It has two main limitations: 1) No way to insert into or delete from a random location in the file. 2) A mmap object maps a file in part or in total, but the mapping must start at the beginning of the file. This is a problem when modifying large files which can't be loaded entirely into memory, a solution would be to allow the mmap to begin a file mapping at an arbitrary position.

I understand there are some technical details to make this work. Completely rewriting a file out may still be needed in some cases; but, all of this should be implemented in a slick module and hidden from the developer. It's just not very pythonic.

Friday, August 05, 2005

Python Rocks

I was thinking of just getting to sleep after my last post, but started fiddling with a little Python module to handle parsing words from a source into a vocabulary.
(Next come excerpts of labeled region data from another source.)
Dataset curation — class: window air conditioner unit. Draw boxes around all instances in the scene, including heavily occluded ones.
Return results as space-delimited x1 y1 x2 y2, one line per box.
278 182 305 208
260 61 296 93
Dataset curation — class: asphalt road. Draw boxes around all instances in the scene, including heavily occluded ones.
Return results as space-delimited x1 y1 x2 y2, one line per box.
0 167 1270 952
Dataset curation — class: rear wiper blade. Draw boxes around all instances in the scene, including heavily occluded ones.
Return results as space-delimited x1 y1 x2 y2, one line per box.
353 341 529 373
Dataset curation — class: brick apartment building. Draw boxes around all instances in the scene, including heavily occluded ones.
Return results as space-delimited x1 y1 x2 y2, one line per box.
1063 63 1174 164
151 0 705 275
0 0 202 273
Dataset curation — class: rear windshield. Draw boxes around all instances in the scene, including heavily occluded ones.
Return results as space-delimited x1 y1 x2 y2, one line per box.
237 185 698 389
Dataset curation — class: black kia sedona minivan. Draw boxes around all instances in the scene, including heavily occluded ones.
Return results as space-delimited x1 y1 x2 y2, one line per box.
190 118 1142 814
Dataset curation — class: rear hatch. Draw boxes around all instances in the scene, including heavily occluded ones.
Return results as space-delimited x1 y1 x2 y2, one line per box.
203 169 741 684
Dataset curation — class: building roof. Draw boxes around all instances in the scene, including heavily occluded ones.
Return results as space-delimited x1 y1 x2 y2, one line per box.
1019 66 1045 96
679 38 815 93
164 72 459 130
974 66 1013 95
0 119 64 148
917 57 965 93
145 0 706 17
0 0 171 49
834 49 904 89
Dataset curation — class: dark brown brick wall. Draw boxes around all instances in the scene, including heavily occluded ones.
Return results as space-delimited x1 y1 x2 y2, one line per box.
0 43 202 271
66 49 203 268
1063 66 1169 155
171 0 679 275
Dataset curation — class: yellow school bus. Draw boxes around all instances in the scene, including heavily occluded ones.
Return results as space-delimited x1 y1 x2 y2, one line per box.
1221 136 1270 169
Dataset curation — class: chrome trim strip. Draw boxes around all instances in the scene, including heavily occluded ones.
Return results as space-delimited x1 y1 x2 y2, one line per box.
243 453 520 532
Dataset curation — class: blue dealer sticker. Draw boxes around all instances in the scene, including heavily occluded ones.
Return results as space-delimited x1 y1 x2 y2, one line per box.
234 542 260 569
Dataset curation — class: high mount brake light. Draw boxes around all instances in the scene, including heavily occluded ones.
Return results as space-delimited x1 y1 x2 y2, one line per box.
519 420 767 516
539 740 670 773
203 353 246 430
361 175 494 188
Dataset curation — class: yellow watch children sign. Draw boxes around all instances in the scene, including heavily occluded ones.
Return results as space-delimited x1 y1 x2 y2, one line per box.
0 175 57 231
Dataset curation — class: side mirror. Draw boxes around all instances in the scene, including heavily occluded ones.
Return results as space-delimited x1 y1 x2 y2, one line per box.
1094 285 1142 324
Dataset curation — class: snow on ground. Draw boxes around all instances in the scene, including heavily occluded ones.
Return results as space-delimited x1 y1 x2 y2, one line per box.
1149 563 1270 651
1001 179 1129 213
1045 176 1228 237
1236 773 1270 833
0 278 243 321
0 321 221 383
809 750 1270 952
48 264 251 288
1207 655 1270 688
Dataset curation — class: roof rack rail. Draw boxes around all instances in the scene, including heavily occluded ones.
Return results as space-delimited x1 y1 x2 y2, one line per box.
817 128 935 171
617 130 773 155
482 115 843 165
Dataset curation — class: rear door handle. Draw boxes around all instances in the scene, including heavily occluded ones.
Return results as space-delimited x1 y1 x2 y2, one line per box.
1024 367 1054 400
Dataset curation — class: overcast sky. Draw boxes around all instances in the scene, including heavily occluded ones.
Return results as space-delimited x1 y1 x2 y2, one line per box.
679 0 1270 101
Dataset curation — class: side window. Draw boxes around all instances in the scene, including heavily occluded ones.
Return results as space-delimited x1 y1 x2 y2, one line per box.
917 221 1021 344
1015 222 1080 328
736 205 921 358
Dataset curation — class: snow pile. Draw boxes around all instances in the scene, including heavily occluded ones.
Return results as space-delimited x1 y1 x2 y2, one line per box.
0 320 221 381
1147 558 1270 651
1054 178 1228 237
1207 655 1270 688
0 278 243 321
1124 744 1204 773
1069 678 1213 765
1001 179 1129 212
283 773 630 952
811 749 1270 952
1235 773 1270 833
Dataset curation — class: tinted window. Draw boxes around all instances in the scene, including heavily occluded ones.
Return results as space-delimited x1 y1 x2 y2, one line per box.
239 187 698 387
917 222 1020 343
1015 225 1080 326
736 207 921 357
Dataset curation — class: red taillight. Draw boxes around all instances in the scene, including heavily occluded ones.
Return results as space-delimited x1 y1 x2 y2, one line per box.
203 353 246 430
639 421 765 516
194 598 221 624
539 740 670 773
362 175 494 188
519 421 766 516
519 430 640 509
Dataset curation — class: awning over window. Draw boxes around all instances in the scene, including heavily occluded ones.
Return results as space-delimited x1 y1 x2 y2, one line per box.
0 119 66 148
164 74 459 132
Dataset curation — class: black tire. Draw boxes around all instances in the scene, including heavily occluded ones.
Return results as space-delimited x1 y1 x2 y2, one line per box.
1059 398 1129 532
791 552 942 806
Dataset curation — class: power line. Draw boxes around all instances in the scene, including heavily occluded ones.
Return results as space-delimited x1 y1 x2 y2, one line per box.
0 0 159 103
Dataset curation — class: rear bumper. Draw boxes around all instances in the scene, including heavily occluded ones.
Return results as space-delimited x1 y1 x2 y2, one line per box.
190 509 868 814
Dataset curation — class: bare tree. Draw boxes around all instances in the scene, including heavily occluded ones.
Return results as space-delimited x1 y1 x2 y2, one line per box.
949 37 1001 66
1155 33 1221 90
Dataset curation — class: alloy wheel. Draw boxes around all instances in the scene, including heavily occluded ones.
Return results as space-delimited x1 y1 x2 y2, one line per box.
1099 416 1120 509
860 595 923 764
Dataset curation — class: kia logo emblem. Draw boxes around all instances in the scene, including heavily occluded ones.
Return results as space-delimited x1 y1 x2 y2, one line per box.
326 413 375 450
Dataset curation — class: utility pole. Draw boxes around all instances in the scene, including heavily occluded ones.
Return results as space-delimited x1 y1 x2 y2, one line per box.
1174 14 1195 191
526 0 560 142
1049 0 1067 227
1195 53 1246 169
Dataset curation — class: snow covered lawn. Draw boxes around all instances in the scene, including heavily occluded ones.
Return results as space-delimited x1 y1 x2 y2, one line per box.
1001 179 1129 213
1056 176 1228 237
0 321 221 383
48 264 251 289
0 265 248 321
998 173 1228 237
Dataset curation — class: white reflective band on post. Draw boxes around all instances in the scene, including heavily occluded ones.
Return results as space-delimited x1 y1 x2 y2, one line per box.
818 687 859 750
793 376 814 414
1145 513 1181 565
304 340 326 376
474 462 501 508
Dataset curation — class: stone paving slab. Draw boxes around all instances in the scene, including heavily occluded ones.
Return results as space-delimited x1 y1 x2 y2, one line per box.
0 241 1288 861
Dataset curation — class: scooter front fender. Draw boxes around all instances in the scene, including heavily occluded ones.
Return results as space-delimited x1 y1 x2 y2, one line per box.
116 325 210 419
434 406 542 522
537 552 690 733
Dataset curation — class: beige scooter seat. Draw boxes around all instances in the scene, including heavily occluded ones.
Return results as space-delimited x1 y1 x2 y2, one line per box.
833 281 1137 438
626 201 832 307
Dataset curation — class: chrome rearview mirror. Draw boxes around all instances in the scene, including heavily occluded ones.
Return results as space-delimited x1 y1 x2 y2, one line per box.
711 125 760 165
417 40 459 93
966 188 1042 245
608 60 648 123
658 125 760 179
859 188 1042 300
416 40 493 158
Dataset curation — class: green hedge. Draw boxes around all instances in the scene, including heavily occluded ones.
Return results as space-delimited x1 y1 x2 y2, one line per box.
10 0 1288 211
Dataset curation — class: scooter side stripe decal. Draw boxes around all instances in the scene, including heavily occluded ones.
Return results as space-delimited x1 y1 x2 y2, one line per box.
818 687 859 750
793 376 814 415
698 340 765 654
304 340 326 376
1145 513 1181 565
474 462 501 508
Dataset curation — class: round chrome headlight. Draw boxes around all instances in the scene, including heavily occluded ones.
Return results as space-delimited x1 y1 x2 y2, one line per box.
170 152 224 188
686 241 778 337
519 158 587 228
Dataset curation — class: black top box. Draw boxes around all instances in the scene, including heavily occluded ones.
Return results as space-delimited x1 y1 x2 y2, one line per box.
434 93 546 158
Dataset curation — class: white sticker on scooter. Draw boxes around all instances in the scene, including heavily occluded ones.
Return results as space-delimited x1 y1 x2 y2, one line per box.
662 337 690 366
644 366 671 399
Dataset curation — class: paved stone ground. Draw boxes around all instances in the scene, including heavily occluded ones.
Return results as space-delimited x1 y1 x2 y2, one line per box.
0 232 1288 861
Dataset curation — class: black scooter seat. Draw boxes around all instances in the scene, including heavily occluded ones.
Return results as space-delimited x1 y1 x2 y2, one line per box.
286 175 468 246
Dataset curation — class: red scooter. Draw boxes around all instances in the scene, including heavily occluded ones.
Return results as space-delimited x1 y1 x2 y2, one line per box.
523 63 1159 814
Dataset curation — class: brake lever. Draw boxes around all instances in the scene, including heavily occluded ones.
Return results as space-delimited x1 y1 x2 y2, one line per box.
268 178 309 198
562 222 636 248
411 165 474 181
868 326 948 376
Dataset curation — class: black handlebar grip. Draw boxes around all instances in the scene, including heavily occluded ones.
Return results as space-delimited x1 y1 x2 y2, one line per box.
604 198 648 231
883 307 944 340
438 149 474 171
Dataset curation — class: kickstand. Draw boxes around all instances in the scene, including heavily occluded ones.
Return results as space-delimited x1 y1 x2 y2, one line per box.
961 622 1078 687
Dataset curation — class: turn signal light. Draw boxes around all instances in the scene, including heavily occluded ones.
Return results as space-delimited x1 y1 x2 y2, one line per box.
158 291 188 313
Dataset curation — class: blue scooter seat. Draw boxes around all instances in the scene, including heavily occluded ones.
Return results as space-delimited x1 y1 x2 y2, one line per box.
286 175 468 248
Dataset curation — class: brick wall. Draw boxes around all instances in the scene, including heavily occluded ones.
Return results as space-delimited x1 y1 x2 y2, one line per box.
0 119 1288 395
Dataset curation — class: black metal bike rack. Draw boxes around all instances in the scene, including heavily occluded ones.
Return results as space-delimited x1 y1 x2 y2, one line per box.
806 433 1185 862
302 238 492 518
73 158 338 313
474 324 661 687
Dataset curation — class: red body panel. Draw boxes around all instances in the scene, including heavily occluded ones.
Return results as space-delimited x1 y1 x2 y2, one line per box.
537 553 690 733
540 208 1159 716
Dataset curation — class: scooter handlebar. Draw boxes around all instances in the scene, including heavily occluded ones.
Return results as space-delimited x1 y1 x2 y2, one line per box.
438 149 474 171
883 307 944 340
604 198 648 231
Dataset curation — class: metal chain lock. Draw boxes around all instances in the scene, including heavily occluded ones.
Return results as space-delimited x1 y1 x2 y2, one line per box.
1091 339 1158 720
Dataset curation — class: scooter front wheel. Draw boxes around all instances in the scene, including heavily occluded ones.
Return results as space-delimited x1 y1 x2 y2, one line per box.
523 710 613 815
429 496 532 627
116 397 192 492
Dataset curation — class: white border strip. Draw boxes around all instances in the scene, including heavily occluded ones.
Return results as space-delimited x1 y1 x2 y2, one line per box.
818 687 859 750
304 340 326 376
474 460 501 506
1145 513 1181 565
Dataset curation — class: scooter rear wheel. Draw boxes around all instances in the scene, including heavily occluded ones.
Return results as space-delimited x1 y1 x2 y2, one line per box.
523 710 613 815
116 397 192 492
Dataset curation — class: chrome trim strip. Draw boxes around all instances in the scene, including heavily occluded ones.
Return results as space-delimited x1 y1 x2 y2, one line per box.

Well, from the time from my last post, minus a quick browsing of Planet Python and email checking, I have a basic module written that will accept text input, trash all special characters (e.g., (){}!?), use the stemmer, and drop the output in a list.

List comprehensions are great.

Stemming, information filtering

I've started work on an information filtering system to assist in returning only relevant documents. I'll be using my own implementation of probabilistic latent semantic analysis (PLSA) at first. A couple ideas of how to extend it have already entered my head, and a buddy of mine has started playing around with a probabilistic model based off least squares.

I'm doing all of this in Python and already found a decent word stemmer algorithm that's been written in Python. Not much to it, but it seems to work well. The next step is building a vocabulary; I've found a few with some Google searches, but I'm going to go ahead and write a Python module to ingest text files, clean out punctuation and digits, stem the remaining words, and write the result to a master vocabulary.

Wednesday, August 03, 2005

For your browsing pleasure

I came across these two posts recently: The Multiple Self and A Spooky Mind Hack.

They're good reading. If you start The Multiple Self and get tired of it before finishing, go read the second post.

Overall, very good stuff, though I do think there are a few inaccuracies in the definition of the "emotional net". The gist of it is right on.

Monday, August 01, 2005

Ahhh, Django...

I've been testing out Django this past week, mostly finished the the first two tutorials. There's a lot to become familiar with, but I'm amazed at how powerful the framework is. Though I haven't done much with Rails other than research it, I'm glad that the community is shaping up to allow for exchange of ideas and friendly competition.

This is also a good thing for Python, as I think there were a decent number of Pythoners wishing to do some web application work in Python but ended up using Java (*shudder*) or Rails. Not to discount the work that many put in on templating engines and basic frameworks for Python, but it's nice to use one framework that's a complete package.

dynamictyping.com is coming along, I've just been sidetracked of late, getting into AI solutions for information retrieval.

Probabilistic latent semantic analysis is the topic of the day.